Bisnis.com, JAKARTA -- Menteri Keuangan Sri Mulyani Indrawati mengatakan bahwa penerimaan negara, khususnya perpajakan pada 2020 mengalami dampak yang luar biasa akibat pandemi Covid-19.
“Tax ratio [rasio perpajakan] kita turun di bawah 9 persen.
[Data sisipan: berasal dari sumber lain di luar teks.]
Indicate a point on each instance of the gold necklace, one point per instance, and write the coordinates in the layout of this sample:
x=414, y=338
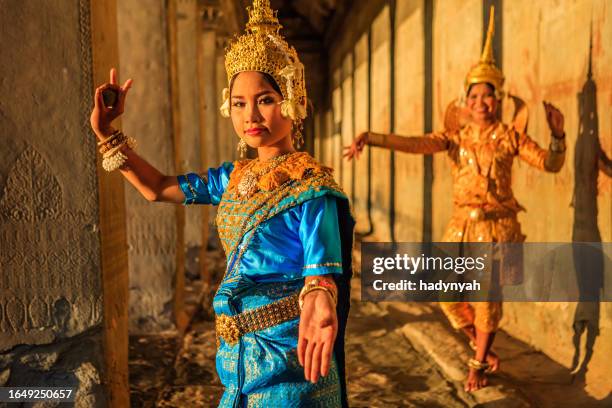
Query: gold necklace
x=248, y=183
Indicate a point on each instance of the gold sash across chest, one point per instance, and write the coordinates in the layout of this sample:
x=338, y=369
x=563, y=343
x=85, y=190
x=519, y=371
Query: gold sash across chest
x=287, y=185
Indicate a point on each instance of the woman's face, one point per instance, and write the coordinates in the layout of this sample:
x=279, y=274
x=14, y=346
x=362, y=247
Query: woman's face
x=256, y=112
x=481, y=103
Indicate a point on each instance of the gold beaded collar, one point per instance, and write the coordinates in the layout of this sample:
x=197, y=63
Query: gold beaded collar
x=250, y=176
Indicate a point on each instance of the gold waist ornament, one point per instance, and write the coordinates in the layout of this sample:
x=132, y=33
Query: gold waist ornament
x=231, y=328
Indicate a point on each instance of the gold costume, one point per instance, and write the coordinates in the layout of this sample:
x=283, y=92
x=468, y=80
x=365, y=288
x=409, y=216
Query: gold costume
x=485, y=208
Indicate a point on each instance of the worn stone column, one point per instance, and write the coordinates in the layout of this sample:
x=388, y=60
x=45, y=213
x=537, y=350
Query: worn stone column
x=187, y=43
x=63, y=263
x=181, y=317
x=226, y=137
x=379, y=117
x=347, y=123
x=409, y=94
x=362, y=173
x=143, y=51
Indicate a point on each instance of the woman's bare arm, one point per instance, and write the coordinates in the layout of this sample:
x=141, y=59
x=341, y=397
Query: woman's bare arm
x=427, y=144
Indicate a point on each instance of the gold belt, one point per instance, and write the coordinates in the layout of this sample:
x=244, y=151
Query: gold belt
x=479, y=214
x=231, y=328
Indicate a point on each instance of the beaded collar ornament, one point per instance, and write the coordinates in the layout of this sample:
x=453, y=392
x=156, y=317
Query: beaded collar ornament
x=261, y=48
x=248, y=183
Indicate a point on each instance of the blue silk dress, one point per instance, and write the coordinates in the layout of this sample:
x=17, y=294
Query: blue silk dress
x=294, y=235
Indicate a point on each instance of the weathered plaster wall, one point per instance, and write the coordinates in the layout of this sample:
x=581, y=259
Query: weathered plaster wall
x=536, y=69
x=143, y=52
x=56, y=220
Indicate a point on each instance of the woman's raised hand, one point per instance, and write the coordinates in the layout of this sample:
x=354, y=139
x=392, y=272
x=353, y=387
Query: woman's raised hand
x=555, y=119
x=102, y=116
x=355, y=149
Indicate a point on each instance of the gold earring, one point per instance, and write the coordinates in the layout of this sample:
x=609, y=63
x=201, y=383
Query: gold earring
x=297, y=137
x=242, y=148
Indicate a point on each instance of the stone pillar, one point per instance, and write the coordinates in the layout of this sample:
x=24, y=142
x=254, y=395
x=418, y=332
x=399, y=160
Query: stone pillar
x=379, y=116
x=187, y=45
x=457, y=43
x=226, y=137
x=362, y=123
x=63, y=263
x=409, y=90
x=209, y=14
x=152, y=235
x=347, y=130
x=336, y=141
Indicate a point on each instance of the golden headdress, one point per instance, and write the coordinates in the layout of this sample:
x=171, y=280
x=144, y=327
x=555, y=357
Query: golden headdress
x=261, y=48
x=485, y=70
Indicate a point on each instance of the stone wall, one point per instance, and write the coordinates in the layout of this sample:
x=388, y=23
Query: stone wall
x=536, y=68
x=143, y=53
x=56, y=217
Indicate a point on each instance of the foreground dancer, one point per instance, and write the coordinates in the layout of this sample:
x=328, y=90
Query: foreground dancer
x=284, y=223
x=485, y=210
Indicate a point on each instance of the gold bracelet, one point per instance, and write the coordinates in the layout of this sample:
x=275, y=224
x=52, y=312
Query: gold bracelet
x=477, y=365
x=110, y=138
x=313, y=285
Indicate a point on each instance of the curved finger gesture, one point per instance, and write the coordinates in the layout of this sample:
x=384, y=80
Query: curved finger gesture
x=317, y=333
x=102, y=116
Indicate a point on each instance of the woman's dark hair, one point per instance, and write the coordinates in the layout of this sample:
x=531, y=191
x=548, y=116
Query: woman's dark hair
x=268, y=79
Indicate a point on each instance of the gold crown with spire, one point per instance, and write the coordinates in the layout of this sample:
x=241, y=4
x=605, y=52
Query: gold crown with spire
x=261, y=48
x=485, y=70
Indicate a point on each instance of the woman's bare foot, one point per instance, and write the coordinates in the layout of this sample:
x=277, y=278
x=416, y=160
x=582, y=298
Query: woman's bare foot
x=493, y=361
x=492, y=358
x=476, y=380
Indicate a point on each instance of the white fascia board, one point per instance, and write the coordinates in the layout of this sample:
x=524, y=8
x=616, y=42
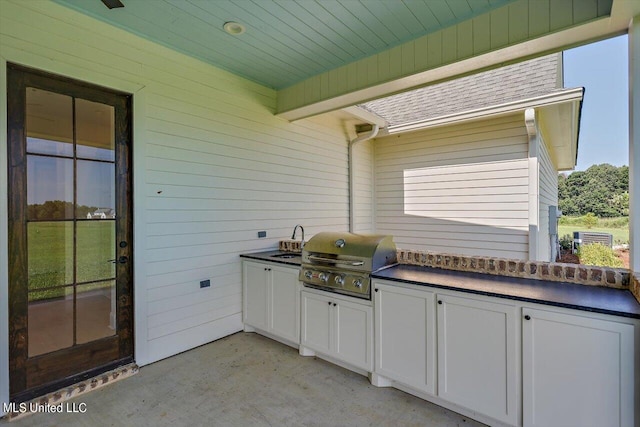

Namun, saat kita menghadapi tekanan yang luar bisa, kita harus memberi insentif agar wajib pajak dan dunia usaha bisa survive [bertahan hidup],” katanya saat sambutan Peresmian Organisasi dan Tata Kerja Baru Instansi Vertikal Direktorat Jederal Pajak (DJP) melalui virtual, Senin (24/5/2021).
Melalui program Pemulihan Ekonomi Nasional (PEN), pemerintah menganggarkan untuk dunia usaha pada 2020 dalam bentuk berbagai stimulus perpajakan sebesar Rp56,12 triliun. Realisasinya Rp53,86 triliun.
Bantuan tersebut membuat penerimaan pajak turun. Hingga akhir tahun 2020, Direktorat Jenderal Pajak (DJP) mencatat realisasi penerimaan pajak hanya sebesar Rp1.069,98 triliun.
Angka ini meleset dari target yang ditetapkan Peraturan Presiden Nomor 72 Tahun 2020 sebesar Rp1.198,82 triliun atau hanya mencapai 89,25 persen. Bila dibandingkan dengan periode yang sama tahun lalu, penerimaan pajak mengalami kontraksi sebesar 19,71 persen.
Di sisi lain, rasio perpajakan terus turun sejak 2018. Tiga tahun lalu, rasio pajak 10,24 persen, setahun kemudian turun menjadi 9,76 persen.
Sementara tahun ini pemerintah lebih optimistis. Berdasarkan anggaran pendapatan dan belanja negara (APBN) 2021, rasio dipatok 8,18 persen. Sri Mulyani menjelaskan bahwa karena keamanan dan keselamatan negara adalah yang utama, maka instrumen fiskal harus berkorban.
“Di situ letaknya, kita harus melakukan pengelolaaan yang luar biasa teliti. Bagaimana pengorbanan ini berhasil memulihkan ekonomi dan instrumen kita kembalikan kesehatannya,” jelasnya.